Last time we saw that God uses imperfect people and institutions — after all, that’s the only kind there are — to move his work forward. We also saw that these people and institutions may not have been fully correct in their understanding, but they did have “present truth,” the one, or a few truths crucial to the people of God in that time and place.
And this has to apply to us as well. Looking back on our own history, we see that the beliefs the Seventh-day Adventist denomination holds today were not discovered or revealed in a lump, all at one time, at the birth of our denomination. Quite the contrary. The doctrines of this church have undergone slow change — dare I say it? evolution — throughout our history. There is every likelihood we still do not possess all truth. Certainly, we do not possess it in the sense that we live it consistently as a body.
This does nothing to invalidate our special role and purpose. And, as we discussed, that does nothing to declare us superior or better than others. To the degree that we have either more, or better understanding of the truth, that imposes a burden of great responsibility.
But what about this, this idea of a special identity or purpose? How does that fit in, how do we fit in with the rest of Christianity? The best way I can think of to illustrate this is to go back to the early days of the Iraq war. Now, I’m not commenting on whether the war was justified or not, or whether the entire enterprise was effectively executed or not. All I want to focus here is on the initial campaign. That was brilliantly executed. In a few weeks, and with minimal casualties compared to any military operation in the past, Saddam Hussein’s regime was defeated.
It all began with the Special Forces. They infiltrated Iraq before the invasion commenced. They were the ones who painted targets with lasers, and secured crucial locations and assets. That paved the way for the 3rd Infantry Division, which swept up from the south, and VII Corps, which executed the famous “Left Hook,” moving first north, and then in from the west.

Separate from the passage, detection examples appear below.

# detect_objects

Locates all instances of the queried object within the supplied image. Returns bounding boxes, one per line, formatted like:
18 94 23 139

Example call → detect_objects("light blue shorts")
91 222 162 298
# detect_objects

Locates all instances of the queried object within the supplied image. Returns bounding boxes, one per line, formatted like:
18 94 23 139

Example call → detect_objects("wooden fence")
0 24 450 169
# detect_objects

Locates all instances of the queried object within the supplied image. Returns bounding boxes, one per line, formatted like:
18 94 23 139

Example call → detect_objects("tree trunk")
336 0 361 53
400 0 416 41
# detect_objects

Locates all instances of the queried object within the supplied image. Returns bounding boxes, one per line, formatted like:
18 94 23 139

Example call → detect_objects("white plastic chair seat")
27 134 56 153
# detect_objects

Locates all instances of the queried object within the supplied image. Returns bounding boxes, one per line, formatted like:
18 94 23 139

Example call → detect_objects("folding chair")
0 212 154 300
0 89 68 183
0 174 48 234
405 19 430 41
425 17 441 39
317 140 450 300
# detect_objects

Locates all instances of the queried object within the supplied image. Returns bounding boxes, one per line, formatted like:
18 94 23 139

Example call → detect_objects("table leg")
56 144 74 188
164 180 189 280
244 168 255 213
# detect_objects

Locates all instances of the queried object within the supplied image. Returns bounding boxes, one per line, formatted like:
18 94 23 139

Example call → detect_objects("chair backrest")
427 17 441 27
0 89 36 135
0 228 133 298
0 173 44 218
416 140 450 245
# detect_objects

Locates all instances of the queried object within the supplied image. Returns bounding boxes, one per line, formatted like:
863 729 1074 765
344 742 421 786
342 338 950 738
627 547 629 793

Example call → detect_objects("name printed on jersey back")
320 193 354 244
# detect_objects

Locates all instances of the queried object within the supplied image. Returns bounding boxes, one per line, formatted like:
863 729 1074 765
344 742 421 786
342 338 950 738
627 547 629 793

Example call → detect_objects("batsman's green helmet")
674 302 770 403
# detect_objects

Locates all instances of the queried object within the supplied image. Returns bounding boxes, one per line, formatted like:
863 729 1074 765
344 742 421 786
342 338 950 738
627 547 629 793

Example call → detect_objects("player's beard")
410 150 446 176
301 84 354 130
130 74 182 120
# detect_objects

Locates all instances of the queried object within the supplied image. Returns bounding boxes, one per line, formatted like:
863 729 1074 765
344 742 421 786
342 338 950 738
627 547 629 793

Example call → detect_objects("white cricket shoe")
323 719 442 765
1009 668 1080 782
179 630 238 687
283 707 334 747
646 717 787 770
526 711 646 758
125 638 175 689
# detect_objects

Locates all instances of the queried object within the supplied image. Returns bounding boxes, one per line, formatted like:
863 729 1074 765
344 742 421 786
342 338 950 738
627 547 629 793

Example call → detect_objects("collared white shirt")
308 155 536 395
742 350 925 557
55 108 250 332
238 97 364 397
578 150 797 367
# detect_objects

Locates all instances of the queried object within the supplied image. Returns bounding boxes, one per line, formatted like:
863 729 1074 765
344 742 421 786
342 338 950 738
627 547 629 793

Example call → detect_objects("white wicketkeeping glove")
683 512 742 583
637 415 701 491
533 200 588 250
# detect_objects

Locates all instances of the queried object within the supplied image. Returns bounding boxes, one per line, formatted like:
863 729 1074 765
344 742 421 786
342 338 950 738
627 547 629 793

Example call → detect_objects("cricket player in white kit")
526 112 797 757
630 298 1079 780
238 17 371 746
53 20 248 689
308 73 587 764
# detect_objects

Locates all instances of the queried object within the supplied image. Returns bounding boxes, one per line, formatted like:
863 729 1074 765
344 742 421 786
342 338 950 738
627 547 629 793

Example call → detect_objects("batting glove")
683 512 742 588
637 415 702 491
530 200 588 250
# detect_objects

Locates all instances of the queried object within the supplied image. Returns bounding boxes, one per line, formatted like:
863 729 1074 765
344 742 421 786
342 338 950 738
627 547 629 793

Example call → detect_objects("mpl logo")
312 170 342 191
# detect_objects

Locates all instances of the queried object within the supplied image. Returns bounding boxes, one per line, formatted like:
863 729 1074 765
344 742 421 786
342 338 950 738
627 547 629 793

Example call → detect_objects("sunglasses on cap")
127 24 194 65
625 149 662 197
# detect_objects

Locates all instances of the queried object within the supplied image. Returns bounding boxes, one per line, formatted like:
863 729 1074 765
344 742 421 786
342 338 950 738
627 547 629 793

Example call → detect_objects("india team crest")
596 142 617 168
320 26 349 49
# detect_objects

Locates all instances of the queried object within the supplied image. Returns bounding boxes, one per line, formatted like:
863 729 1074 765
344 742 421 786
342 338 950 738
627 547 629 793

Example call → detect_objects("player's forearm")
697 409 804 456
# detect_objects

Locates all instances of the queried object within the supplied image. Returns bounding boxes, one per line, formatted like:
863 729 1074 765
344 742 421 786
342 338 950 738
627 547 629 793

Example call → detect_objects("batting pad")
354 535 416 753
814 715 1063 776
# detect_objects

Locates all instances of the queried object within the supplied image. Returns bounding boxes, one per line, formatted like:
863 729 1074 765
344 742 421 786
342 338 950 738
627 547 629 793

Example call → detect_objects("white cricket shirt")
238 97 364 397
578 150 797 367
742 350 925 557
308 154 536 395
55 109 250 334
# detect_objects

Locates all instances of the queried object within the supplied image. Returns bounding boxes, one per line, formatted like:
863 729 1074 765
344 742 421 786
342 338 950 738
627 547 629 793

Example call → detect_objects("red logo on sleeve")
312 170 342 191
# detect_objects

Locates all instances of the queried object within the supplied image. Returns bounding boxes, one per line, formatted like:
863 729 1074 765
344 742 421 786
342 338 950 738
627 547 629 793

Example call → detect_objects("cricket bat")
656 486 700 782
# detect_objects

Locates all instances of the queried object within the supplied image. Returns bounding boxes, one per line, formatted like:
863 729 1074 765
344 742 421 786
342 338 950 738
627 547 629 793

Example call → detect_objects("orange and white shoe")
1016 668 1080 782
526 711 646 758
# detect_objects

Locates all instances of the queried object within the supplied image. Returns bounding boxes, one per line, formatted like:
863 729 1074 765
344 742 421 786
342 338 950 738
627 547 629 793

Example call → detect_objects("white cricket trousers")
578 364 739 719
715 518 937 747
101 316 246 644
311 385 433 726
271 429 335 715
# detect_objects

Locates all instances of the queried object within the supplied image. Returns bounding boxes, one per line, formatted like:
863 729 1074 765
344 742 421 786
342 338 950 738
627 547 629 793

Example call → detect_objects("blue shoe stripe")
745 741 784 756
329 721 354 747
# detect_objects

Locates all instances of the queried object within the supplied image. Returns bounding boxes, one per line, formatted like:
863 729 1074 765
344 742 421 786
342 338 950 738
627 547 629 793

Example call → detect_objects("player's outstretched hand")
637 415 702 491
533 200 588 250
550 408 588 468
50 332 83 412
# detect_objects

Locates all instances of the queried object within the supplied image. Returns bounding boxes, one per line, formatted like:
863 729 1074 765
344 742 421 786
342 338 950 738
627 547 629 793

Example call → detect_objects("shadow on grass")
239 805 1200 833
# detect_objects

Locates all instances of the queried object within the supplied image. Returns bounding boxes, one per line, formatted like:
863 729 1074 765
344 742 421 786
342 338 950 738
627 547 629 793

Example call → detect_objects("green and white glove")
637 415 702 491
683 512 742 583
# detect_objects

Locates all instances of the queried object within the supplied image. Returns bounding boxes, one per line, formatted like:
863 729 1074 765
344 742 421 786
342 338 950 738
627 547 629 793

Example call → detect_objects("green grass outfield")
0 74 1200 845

Special Forces are called such because they receive special training, and often special intelligence. I suggest to you that this is the intended role of the Seventh-day Adventist church. We have been blessed in many ways, and especially through the gift of prophecy. The ministry of Ellen White provided crucial insights and guidance to the young church. Her writings continue to be a source of valuable intelligence and, in some ways, of training, as well. Perhaps I will take up in another blog how the misuse of the special intelligence and special training has been an impediment to our mission. But at this point I merely want to point out that the special training of special intelligence is not for everyone. It is for the use and edification of those chosen for special tests.
But, by their nature, Special Forces are relatively few in number. What they need to accomplish is important, but their scope is limited. Put another way, when the Special Forces had finished their tasks, there was still much to do. Without the large scale operations of the 3rd Infantry Division and VII Corps, the efforts of the Special Forces would have been in vain.
No analogy corresponds perfectly with reality. But I suggest that the relationship of the Seventh-day Adventist denomination with the other Christian denominations is similar to that of Special Forces to the rest of the Army. We have been given special intelligence, and special training so that we can focus on crucial areas, and special tasks. What these are I will take up another blog, perhaps.
But for now, let us say, that the work of people like Billy Graham, or Chuck Swindoll or any of the great number of other Christians may be analogous to the 3rd Infantry Division, or VII corps. They may be engaged in larger scale, more generalized operations.
We should not dismiss them merely as “wrong,” which we are too easily inclined to do, or even “incomplete in their understanding.” Our disagreements with these people are small. What we share with them is great, and we should be glad that they are so effective at communicating these important things we share.
We should continually be aware that we, also, “know in part, and we prophesy in part.” Like those God-used movements before us, we may not have everything right. So rather than focusing on what some of our allies may have wrong, we should focus on our unique purpose and calling.
We believe that the time is coming when all will be forced to choose for or against serving God. When that time comes, many of those who choose to serve God, no matter what the consequences, will have been introduced to Christ by others. We should be grateful for that, and we should be very careful that in our sectarian pride we do not turn some of those people away.
I will say again what I’ve said before: if I were 25 years old today, I would want to be a part of the Seventh-day Adventist movement because I believe this is where the action is. I believe that we have an opportunity in this church to be used in a special way by God. But that does not mean that others, who do not share all of our beliefs today, are not also be used by God in a special way. Not better or worse, just different.